Even America’s closest allies have made clear where they stand. Britain, France and Germany wrote in a joint letter over the weekend that the administration’s move “is incapable of having legal effect and so cannot bring in to effect the procedure.”
“It flows from this that any decisions and actions which would be taken based on this procedure or on its possible outcome would also be incapable of having any legal effect,” wrote the three nations, all of which remain committed to the 2015 nuclear deal and have tried to salvage it.
The administration seems to have several tools at its disposal. Mr. Trump reportedly is planning an executive order that would punish any nation engaging in conventional weapons deals with Iran.
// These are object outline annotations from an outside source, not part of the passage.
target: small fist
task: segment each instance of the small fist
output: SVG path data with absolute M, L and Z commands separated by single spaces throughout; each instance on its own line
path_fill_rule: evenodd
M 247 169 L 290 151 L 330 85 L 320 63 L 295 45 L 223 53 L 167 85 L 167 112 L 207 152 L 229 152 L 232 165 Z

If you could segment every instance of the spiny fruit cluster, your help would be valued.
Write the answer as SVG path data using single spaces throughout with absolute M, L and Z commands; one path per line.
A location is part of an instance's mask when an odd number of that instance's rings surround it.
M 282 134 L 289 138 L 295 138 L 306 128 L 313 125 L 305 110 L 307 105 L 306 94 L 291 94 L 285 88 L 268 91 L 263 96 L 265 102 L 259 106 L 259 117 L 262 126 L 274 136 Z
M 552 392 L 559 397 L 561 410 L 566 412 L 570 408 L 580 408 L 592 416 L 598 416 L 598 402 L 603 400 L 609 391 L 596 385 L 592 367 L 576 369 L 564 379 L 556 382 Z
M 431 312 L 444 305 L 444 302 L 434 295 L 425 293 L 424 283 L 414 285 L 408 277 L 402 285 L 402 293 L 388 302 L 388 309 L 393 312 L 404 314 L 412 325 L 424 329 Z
Such an order could help keep some provisions of the Iran arms embargo in place after it formally expires next month.
Specialists also say Washington could seek separate penalties for countries that don’t recognize the return of U.N. sanctions.
“Any country that refuses to abide by the reimposed restrictions may tangle with the full weight of U.S. secondary sanctions,” said Andrea Stricker, a research fellow at the Foundation for Defense of Democracies.
Critics of the European position say Britain, France and Germany are standing in the way because they want to make money doing business with Iran.
“It’s an act, really, of supreme cowardice,” former New York Mayor Rudolph W. Giuliani said Friday night at the virtual gathering of the National Council of Resistance of Iran. “All these European governments claim to be dedicated to freedom and democracy and the love of human rights, and wanting to see a world in which people are treated fairly and decently. … The French have abandoned those principles; so have many other European countries.
“I don’t understand it, except greed,” he said.